Complete Netflix Demo Example

import streamlit as st
import pandas as pd
import pickle

st.title("🎬 Netflix Movie Success Predictor")

# Sidebar for model info
st.sidebar.header("About")
st.sidebar.write("This model predicts movie success based on features.")

# Main inputs
st.header("Movie Details")
col1, col2 = st.columns(2)

with col1:
    genre = st.selectbox("Genre", ["Action", "Comedy", "Drama", "Horror"])
    budget = st.slider("Budget ($M)", 1, 300, 50)

with col2:
    runtime = st.slider("Runtime (min)", 60, 240, 120)
    is_sequel = st.checkbox("Sequel?")

# Predict button
if st.button("🎯 Predict"):
    with st.spinner("Analyzing..."):
        # Make prediction (replace with your model)
        prediction = "Success" if budget > 100 else "Risky"

    st.header("Result")
    if prediction == "Success":
        st.success("🎉 This movie looks promising!")
    else:
        st.warning("⚠ This movie might be risky.")

Key Takeaways

  1. Streamlit turns Python scripts into web apps

    • Write Python, get web pages
    • Perfect for dashboards and demos
  2. Gradio is even simpler for model demos

    • Define inputs, outputs, function
    • Great for quick prototypes
  3. Deploy to Hugging Face Spaces for free

    • Just push your code
    • Get a shareable URL
  4. Good UX matters

    • Progressive disclosure
    • Error handling
    • Loading feedback

Interview Questions

Common interview questions on demos:

  1. "How would you quickly demo an ML model to stakeholders?"
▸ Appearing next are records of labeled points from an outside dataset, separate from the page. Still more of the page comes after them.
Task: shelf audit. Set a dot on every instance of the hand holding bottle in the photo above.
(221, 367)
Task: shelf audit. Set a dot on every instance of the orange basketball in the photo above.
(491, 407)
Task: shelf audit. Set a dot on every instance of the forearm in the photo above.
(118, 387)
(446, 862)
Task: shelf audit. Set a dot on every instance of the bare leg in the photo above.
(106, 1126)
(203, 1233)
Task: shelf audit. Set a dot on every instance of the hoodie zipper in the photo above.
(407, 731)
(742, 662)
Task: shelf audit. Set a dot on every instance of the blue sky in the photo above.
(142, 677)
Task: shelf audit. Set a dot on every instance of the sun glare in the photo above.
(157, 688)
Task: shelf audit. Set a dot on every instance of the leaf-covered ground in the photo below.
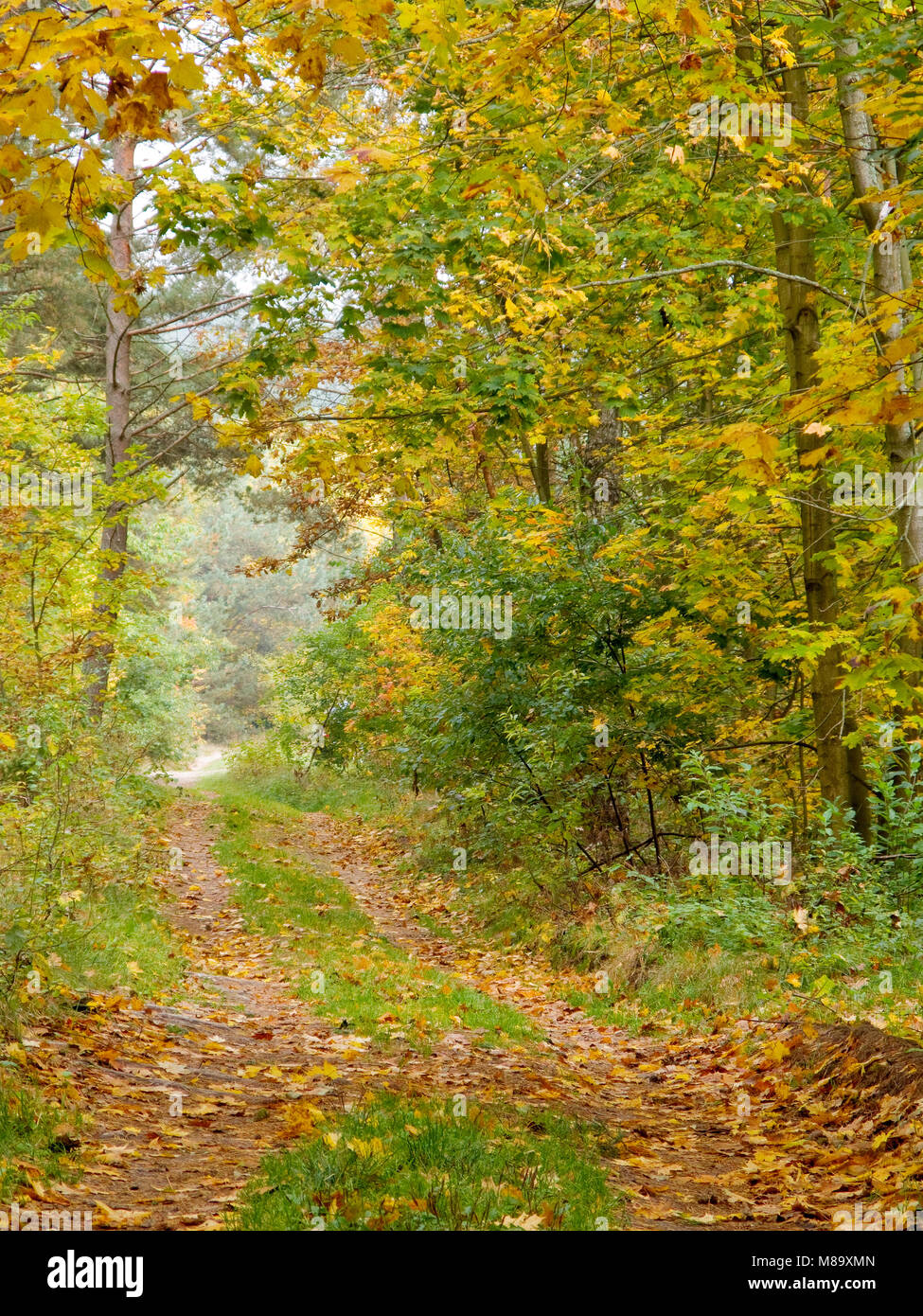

    • Streamlit or Gradio for rapid prototyping
    • Deploy to Hugging Face Spaces (free, easy)
    • Focus on clear inputs, informative outputs
    • Add examples and good defaults
  2. "What's the difference between a demo and a production system?"

    • Demo: Single user, simple UI, acceptable latency
    • Production: Multi-user, authentication, monitoring, SLAs
    • Demo validates the idea; production serves real users
    • Often start with demo, then graduate to FastAPI + frontend

Lab Preview

This week's hands-on:

  1. Build a Streamlit app for your Netflix model
  2. Add user inputs (sliders, dropdowns)
  3. Display predictions with nice formatting
  4. Deploy to Hugging Face Spaces
  5. (Bonus) Build a Gradio version

By the end: Your own live ML demo with a public URL!

Questions?

Today's key concepts:

  • Streamlit and Gradio
  • Caching and performance
  • Deployment to Hugging Face
  • UX best practices

Remember: A working demo is worth 1000 notebooks!